In July 2012, baker Jack Phillips, at Masterpiece Cakeshop in Colorado, refused to make a cake for the wedding reception of David Mullin and Charlie Craig. A law in Colorado prohibits businesses to refuse service based on race, sex, or sexual orientation.  After being denied a wedding cake at the bakery, the couple filed discrimination charges stating that Masterpiece Cakeshop had violated this law.

After filing complaints with the Colorado Civil Rights Division, Masterpiece Cakeshop was considered to have illegally discriminated against the same sex couple. “Businesses should not be allowed to violate the law and discriminate against us because of who we are and who we love,” Mullin says.  

Phillips argues that making the wedding for a same sex couple would be going against his first amendment – freedom of expression and religious beliefs.

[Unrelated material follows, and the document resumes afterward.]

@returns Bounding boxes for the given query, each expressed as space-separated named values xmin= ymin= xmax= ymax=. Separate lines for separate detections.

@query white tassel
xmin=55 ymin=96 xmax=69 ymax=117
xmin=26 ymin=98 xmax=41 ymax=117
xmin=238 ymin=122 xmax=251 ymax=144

After the couple won the civil court case, the state of Colorado said that Phillips must make any customer what they request. Instead of complying with the state’s orders, he stopped making wedding cakes for any customer that walked in the door. For many people, this raises an important question: is it fair that the government is allowed to tell a business owner what to sell and who to sell product to?  

After a victory in the Colorado Court of Appeals on August 13, 2015, Masterpiece Cakeshop appealed to the Colorado Supreme Court. When the court did not hear the case, Masterpiece Cakeshop asked the Supreme Court of the United States to hear the case. On June 26, 2018, the Supreme Court will review the decision from the Colorado Court of Appeals.